Вообще-то основной репертуар группы, её боевые вещи Листопад, Мусульманку и Подмосковные дачи, Лёха сочинил почти сразу. На первое музыкальное движение от текста к музыке у него была легчайшая рука. Сложнее становилось дальше. Грязного звучания, панка и всего того, что нравилось мне, Лёха не выносил. Он, а за ним, и, может даже в первую очередь, Денис всё время хотели добиться такого идеального звучания, которого я не слышал, не видел и уж точно не хотел. Но переубедить хоть кого-то было невозможно. Они были упёртые, как...

Помню классический сюжет у нас в гостиной на Чистых прудах. Лёха сидит у окна в креслах, мы с Джулией за круглым столом посередине комнаты, в окне уже намечается серый московский рассвет, и мы час за часом пытаемся убедить его быстрее записывать песни и переходить к следующим. Но без результата.

И так раз за разом...

...Долгие годы Яковлев был очень хорошим мальчиком. Добротное воспитание в семье советских учителей...

Меня его мама, понятное дело, ненавидела. Я считался источником всяческого разврата и раздолбайства, и, возможно, по отношению к Яковлеву служил им на самом деле. Благодарная и почётная миссия. И закончилась она относительным успехом. Дело довершили девчонки нашего общего круга, которые прибывали и убывали в иные годы еженедельно.

К девчонкам как к классу существ Яковлев был привязан, и через них удавалось протащить и другие сомнительные идеи.

Так в нас проникает соблазн. Об этом много говорит традиционная аскетика...

...Про Форпост и более поздний период я пока воздержусь. Расскажут об этом и без меня. Замечу лишь, что, хоть клуб и оставался до конца приличным местом, о чём мы с Яковлевым опять же постоянно спорили, случилась там целая эпоха московского рок-н-ролла, возникла большая тусовка и много было любви и счастья. Вообще, рок-н-ролл — это отрыв и радость. В Лёхе царила радость, и праздновал себя рок-н-ролл.
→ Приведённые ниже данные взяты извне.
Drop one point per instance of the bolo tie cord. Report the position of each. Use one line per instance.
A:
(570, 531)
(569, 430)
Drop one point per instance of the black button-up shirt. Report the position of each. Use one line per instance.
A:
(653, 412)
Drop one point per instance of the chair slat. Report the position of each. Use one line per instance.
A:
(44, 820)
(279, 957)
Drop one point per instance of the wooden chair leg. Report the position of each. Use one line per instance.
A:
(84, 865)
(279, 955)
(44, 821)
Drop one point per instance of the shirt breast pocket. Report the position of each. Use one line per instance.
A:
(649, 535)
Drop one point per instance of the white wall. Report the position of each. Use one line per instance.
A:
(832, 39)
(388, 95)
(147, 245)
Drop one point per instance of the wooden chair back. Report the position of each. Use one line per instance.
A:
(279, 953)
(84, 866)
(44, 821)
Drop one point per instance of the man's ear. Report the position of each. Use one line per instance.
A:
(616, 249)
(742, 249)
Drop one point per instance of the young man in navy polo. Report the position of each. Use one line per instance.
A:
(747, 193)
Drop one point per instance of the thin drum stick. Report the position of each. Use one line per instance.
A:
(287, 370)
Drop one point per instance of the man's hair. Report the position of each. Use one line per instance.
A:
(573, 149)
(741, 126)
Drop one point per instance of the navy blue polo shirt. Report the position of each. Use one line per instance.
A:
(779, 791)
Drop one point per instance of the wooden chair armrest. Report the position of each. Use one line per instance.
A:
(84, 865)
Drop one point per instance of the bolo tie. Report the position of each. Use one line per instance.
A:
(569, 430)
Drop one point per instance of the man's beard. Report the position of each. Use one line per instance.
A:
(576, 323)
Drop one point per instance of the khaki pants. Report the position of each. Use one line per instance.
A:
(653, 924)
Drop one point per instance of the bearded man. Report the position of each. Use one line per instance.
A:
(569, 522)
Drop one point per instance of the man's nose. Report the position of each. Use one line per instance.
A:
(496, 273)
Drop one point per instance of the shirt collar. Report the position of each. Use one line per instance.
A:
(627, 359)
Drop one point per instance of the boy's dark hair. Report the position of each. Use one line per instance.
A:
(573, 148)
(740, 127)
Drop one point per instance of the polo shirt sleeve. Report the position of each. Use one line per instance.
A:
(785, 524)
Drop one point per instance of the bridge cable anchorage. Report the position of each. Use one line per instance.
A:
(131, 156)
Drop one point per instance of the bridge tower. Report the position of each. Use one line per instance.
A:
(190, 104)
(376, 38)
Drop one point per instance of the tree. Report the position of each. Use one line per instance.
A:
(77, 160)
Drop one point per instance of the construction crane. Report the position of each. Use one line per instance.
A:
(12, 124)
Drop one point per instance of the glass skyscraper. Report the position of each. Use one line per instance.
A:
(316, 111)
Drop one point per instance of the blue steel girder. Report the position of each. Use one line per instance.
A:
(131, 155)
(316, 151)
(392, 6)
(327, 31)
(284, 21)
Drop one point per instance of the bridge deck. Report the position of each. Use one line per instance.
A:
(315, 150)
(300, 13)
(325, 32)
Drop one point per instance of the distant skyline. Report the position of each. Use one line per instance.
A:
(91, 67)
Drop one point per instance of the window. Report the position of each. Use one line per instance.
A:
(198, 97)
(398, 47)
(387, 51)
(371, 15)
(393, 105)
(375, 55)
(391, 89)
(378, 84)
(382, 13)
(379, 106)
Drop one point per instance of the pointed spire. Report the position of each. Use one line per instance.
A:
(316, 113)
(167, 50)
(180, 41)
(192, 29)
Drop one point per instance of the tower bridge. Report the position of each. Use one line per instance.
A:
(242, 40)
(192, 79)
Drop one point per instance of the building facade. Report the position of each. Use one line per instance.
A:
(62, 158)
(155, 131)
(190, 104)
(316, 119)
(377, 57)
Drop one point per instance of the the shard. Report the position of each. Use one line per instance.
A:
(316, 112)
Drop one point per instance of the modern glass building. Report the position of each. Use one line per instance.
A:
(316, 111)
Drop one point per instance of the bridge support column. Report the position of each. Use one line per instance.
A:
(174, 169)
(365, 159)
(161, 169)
Мы до конца пытались что-то делать вместе, не успели дозаписать пластинку с моим голосом, думали о новых вещах, новых звучаниях. Яковлев согласился, наконец, вставлять в музыку любимые мной глухие, тяжёлые, неразворотливые и дисгармоничные пассажи, я даже пытался врубить его в Сванс. То есть всё шло своим чередом, пока не закончилось.

Ничего, Лёха, встретимся. Там, где ты, времени нет, но и здесь осталось не слишком много.